North Carolina Anti-Bloomberg Law

The “Big Gulp” Bill, better known to lawmakers as House Bill 683, was signed into law on July 18, 2013. This law, known as The Commonsense Consumption Act, protects the fast food industry in North Carolina from frivolous obesity lawsuits, much like the class action suit filed by Bronx resident Caesar Barber in 2003 against McDonald’s, Burger King, Wendy’s, and KFC.

Barbers complaint, filed with the Supreme Court of the state of New York, on behalf of himself and other individuals in similar situations, was later dismissed by the judge for not having enough evidence to back up his accusations. It was widely lauded by many as being a frivolous suit although, unlike other frivolous suits, Barber and his attorneys were not fined for their filing.

This Commonsense Consumption Act contains a clause, known as the Anti-Bloomberg Law, which restricts municipal and county governments from implementing bans on the serving size of food and beverages, much like what Mayor Bloomberg has done in New York City. So far, only the states of North Carolina and Mississippi have enacted “Anti-Bloomberg” laws.

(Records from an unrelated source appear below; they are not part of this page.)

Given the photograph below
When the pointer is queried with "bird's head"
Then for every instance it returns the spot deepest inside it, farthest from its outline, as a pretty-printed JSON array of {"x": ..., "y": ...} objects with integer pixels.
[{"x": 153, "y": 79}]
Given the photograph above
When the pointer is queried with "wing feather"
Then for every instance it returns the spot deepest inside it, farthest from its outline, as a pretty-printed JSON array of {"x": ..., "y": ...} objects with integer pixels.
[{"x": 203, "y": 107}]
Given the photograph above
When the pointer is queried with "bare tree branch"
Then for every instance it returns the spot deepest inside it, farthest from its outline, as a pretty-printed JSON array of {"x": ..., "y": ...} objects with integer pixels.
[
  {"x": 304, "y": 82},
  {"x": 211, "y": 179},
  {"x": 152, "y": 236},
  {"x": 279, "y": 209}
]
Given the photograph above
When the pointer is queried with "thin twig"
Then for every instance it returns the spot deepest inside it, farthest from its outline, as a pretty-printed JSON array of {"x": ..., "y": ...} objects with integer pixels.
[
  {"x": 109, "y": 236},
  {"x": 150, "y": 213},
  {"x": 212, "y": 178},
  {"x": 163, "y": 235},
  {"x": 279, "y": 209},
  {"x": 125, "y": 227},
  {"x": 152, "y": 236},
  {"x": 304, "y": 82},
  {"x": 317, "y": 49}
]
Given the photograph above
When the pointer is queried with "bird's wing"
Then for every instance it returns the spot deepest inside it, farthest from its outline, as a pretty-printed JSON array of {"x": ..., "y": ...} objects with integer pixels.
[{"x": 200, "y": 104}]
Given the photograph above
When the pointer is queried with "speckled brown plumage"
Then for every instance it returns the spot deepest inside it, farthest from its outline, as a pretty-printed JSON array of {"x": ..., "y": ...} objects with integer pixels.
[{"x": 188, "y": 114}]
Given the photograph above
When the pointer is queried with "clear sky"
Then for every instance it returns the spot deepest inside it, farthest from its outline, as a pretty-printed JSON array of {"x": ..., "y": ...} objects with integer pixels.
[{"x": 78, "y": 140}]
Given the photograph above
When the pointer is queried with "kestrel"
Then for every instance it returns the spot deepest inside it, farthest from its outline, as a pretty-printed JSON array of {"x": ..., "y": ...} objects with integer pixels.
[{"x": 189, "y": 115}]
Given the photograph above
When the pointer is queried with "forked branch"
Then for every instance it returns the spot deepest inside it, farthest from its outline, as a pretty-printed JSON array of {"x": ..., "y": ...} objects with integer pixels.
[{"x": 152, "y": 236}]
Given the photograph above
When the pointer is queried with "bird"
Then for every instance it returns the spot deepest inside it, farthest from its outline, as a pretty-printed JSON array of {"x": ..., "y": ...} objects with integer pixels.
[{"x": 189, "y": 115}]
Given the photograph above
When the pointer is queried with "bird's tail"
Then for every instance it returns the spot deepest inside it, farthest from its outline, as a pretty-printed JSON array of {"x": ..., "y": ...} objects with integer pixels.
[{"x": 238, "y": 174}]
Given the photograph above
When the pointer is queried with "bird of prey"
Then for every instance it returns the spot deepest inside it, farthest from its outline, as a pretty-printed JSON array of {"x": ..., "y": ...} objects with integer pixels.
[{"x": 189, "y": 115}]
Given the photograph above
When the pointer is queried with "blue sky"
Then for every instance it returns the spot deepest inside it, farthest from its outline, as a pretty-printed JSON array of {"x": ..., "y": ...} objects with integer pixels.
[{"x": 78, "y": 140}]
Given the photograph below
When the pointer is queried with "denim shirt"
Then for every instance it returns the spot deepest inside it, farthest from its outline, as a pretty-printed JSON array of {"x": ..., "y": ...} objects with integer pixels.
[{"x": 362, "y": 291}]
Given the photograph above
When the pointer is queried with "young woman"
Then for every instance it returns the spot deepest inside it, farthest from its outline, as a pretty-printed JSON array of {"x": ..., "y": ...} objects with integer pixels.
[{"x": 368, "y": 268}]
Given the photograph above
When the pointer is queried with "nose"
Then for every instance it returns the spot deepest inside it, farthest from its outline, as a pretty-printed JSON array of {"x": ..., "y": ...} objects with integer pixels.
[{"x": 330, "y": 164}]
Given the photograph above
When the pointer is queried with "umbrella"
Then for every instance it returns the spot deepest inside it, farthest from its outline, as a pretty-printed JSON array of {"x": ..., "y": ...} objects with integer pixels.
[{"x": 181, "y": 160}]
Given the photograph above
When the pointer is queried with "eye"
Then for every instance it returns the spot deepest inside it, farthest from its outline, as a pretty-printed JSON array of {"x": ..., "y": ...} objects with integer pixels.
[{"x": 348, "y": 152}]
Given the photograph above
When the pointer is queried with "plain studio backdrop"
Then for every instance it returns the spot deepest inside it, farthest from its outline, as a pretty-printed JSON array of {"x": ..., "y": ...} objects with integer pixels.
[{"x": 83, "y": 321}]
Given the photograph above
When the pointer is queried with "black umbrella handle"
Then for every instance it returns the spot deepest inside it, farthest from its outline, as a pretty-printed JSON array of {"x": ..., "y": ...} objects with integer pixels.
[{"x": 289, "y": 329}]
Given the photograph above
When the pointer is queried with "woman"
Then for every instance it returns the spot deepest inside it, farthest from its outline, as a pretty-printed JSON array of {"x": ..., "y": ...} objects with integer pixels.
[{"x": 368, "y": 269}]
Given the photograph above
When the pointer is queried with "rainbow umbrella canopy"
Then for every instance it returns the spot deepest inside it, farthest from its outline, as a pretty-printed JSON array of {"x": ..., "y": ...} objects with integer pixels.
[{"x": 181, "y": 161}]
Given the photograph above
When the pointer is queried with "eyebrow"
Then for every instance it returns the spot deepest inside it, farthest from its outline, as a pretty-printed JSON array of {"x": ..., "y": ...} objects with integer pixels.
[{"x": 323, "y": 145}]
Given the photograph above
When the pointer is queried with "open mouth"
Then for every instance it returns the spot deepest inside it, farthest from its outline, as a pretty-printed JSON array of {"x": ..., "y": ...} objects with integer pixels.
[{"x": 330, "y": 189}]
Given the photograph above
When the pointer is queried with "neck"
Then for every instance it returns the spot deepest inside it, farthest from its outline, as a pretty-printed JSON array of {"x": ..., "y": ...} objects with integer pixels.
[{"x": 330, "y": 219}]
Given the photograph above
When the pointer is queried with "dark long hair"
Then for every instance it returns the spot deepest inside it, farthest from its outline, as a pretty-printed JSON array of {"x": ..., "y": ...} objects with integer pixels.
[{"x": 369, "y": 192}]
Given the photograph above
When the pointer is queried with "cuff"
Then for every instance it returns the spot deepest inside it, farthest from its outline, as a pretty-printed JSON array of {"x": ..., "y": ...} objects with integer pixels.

In North Carolina, some are pointing out that the new laws’ provisions protecting the food industry against obesity suits may be unnecessary due to North Carolina’s contributory negligence laws.

In North Carolina, a plaintiff who pursues a civil lawsuit against a person under the theory that there has been negligence may be unsuccessful if even a portion of their injuries were caused by their own negligence. The theory of contributory negligence applies to all tort-based suits, including Auto Accidents and Medical Malpractice.

In an obesity case, presumably, a plaintiff could sue a major corporation like McDonalds for making them obese. However, because every person had control over what they eat, it is unlikely the suit would be successful in North Carolina.